5 financial tips to learn from Gen Z
Generation Z, iGen, post-millennials, homeland generation. Whatever you choose to call them, they’re the millennial generation’s kid brothers and sisters, usually classified as those born between 1995 and the late 2000s. And be it the 2008 recession they experienced as children or the questionable job security of today’s market, Gen Z has a few financial habits that every generation should take notice of.
Spend money on experiences, not things.
A large differentiator between Gen Z and their older relatives is their spending habits. Gen Z is spending much less money on material items like clothing or cars, and much more of their cash on experiences. Whether it was the aftershock of the 2008 recession, or the desire to flaunt their latest adventure on Instagram, Gen Z is reminding us that memories last forever, while things can come and go.
Start saving early. Really early.
We’ve all heard it before, it’s never too early to start saving. But Gen Z may be the only generation who is actually acting on that advice. Research shows that many Gen Zers are opening savings accounts before their 10th birthdays and contributing to RRSPs by the time they’re 20. So the next time you hear that advice, take a page from a Gen Z’s notebook and take action.
Making choices and sacrifices is a part of life.
We all have to make choices when it comes to where we spend our money, especially when it comes to fun. Because of the 2008 recession, many Gen Zers learned about making choices and sacrifices at a young age.
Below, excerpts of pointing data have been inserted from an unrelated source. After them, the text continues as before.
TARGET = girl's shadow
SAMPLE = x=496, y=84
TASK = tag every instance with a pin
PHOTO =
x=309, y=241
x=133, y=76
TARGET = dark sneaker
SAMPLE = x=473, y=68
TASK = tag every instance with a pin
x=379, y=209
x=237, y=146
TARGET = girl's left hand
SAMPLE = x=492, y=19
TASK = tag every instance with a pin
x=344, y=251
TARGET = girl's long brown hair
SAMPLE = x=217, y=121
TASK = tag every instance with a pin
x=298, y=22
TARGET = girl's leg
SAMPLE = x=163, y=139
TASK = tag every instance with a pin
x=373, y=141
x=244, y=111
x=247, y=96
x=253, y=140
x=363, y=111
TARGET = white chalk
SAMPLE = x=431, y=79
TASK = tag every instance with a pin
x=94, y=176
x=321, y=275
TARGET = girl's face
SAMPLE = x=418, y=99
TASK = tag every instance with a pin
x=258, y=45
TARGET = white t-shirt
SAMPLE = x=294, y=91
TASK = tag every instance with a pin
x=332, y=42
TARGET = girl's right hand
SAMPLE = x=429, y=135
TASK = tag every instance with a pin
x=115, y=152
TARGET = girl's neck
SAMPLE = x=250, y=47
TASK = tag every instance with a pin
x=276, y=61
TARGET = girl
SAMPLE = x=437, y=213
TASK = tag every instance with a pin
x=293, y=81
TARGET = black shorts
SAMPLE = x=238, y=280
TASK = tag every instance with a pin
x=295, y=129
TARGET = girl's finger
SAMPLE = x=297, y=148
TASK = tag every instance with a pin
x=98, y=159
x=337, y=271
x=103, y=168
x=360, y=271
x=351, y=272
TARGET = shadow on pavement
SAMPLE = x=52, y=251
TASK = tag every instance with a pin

But from a dark few years may have come some excellent financial habits. Gen Z has been labelled “the most fiscally conservative generation” in years. It’s a title that’s well earned due to this generation’s tendency to be quite frugal when it comes to shelling out their funds, especially for things that aren’t necessities.
Create a stable financial plan.
Blame it on rising tuition prices or the tough job market, but Gen Z are hardcore financial planners. With much of this age demographic needing to save up a hefty stack of cash for post-secondary education, financial planning is starting at a much earlier age than ever before. Generation Z is preparing their future finances even before millennials have begun to consider it.
Choose utility and quality over trendy name brands.
Even though their parents, Gen X, exhibited some of the highest levels of brand loyalty in history, Gen Z isn’t as easily impressed. Gen Zers tend to prefer good quality and utility over recognizable brand logos. Growing up in the tech age where dial-up internet and snail mail were things of the past, this age demographic values quality and speed over price or branding. Gen Z expects things to work quickly and easily—how cool they look using it comes second.